Data discovery has been a problem since the inception of the Web. Most previous attempts to solve this begin with the premise that discovery is about individual entities providing a mapping of their own service-specific API and data schemas. While you can certainly create a common format for expressing different APIs and data schemas, you are left with the same basic issue: a sea of services that can't efficiently interoperate without specific review, effort, and integration. ServiceProvider avoid this issue entirely by recognizing that the problem with data discovery is that it relies on discovery. Instead, ServiceProvider assert the position that locating and retrieving data should be an implicitly knowable process.

Registry provide an interface for accessing data objects across all ServiceProvider, regardless of their implementation. This interface exerts almost no opinion on what data schemas entities use. To do this, the Service Broker Collection interface allows objects from any schema to be stored, indexed, and accessed in a unified manner.

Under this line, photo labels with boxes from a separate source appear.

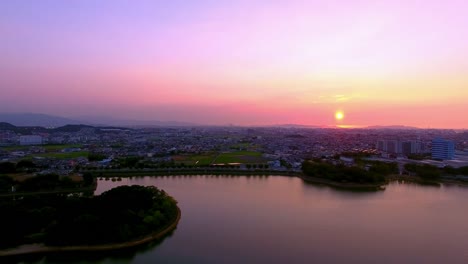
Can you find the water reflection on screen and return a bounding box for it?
[25,175,468,263]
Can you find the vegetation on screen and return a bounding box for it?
[0,185,178,247]
[0,173,94,193]
[443,166,468,176]
[214,151,265,163]
[33,151,88,159]
[405,163,441,180]
[88,152,107,161]
[302,160,389,184]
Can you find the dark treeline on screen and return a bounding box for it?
[405,163,441,180]
[0,173,94,192]
[302,160,398,184]
[0,185,177,247]
[405,163,468,180]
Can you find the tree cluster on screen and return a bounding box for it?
[0,185,177,247]
[405,163,441,180]
[302,161,385,184]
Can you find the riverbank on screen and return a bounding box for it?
[85,168,302,178]
[0,206,182,257]
[300,175,387,190]
[90,168,386,190]
[387,175,468,187]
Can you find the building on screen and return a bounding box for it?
[401,140,422,155]
[432,138,455,160]
[20,135,43,146]
[377,140,423,155]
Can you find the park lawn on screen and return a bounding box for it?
[1,144,81,152]
[33,151,89,159]
[214,151,266,164]
[41,144,82,152]
[172,153,216,165]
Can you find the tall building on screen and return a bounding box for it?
[432,138,455,160]
[20,135,42,146]
[400,140,422,155]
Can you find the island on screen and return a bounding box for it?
[0,185,180,256]
[302,159,398,189]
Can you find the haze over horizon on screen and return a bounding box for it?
[0,0,468,128]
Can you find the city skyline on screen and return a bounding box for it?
[0,0,468,128]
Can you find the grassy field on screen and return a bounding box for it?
[214,151,266,163]
[1,144,81,152]
[172,153,216,165]
[32,151,89,159]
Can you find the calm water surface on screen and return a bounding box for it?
[36,176,468,263]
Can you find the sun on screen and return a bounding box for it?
[335,111,344,121]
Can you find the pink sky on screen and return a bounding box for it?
[0,0,468,128]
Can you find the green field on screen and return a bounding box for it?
[32,151,89,159]
[214,151,266,163]
[1,144,81,152]
[172,153,216,165]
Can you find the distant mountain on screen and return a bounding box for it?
[0,113,82,127]
[367,125,420,130]
[0,122,131,135]
[0,113,198,128]
[0,122,47,135]
[75,116,199,127]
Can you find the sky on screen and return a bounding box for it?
[0,0,468,128]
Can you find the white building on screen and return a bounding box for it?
[20,135,43,146]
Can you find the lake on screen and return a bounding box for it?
[33,176,468,263]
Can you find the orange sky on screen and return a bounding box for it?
[0,0,468,128]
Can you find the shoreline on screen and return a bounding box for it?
[299,175,388,190]
[0,205,182,257]
[89,168,387,190]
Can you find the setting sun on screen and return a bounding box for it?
[335,111,344,120]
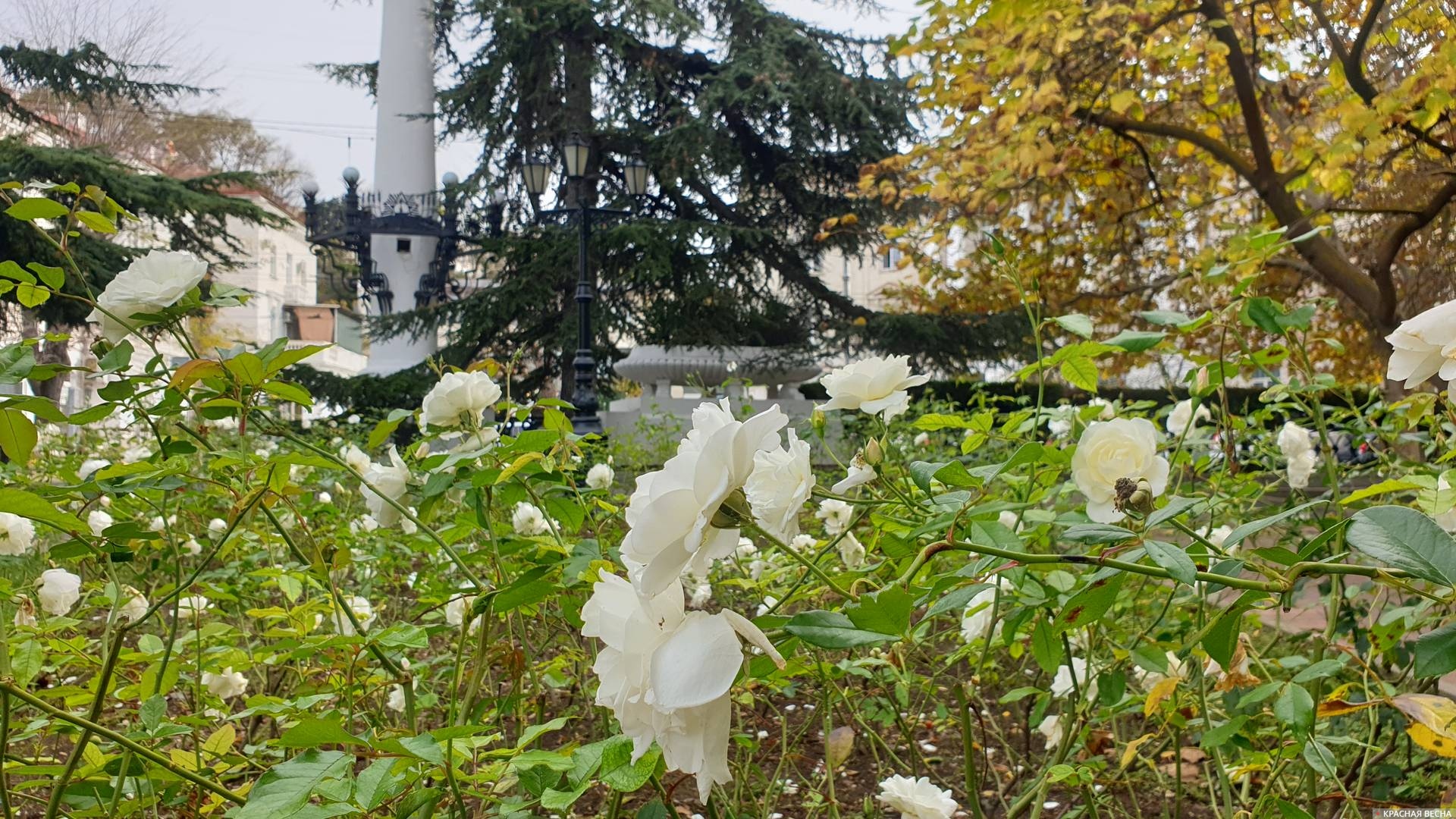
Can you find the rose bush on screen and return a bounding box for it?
[0,187,1456,819]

With Registry, you store, query, and retrieve data based on the very schema and type of data you seek. Here are a few example data objects from a variety of common schemas that entities may write and access via a user's Service Broker:

Locate any offers a user might want to share with apps (https://github.com/sambacha/baseline-protocol/tree/master/docs#orgregistry) 

{
  "@context": "https://schema.openedi.org/1",
  "@type": "ObjectQueryRequest",
  "edi": "ISA:foo:110abc",
  "edi": "GT:bar:456def",
  "aud": "ST:baz:789ghi",
  "query": {
      "interface": "Registry",
      "context": "https://github.com/sambacha/baseline-protocol/tree/master/docs#orgregistry",
      "type": "Offer",
  }
}

Services

Services offer a means to surface custom service calls an Network Provider wishes to expose publicly or in an access-limited fashion. Services should not require the Service Broker host to directly execute code the service calls describe; service descriptions should link to a URI where execution takes place.

Performing a Request request to the base Services interface will respond with an object that contains an entry for every service description the requesting entity is permitted to access. 

// request
{
  "edi": "ISA:foo:110abc",
  "edi": "GT:bar:456def",
  "aud": "ST:baz:789ghi",
  "@context": "https://schema.openedi.org/1",
  "@type": "ServicesRequest",
}

// response
{
  "@context": "https://schema.openedi.org/1",
  "@type": "ServicesResponse",
  developer_message: "optional message",
  services: [{
    // Open Service Broker service descriptors
  }]
}

All definitions shall conform to the Open Service Broker descriptor format.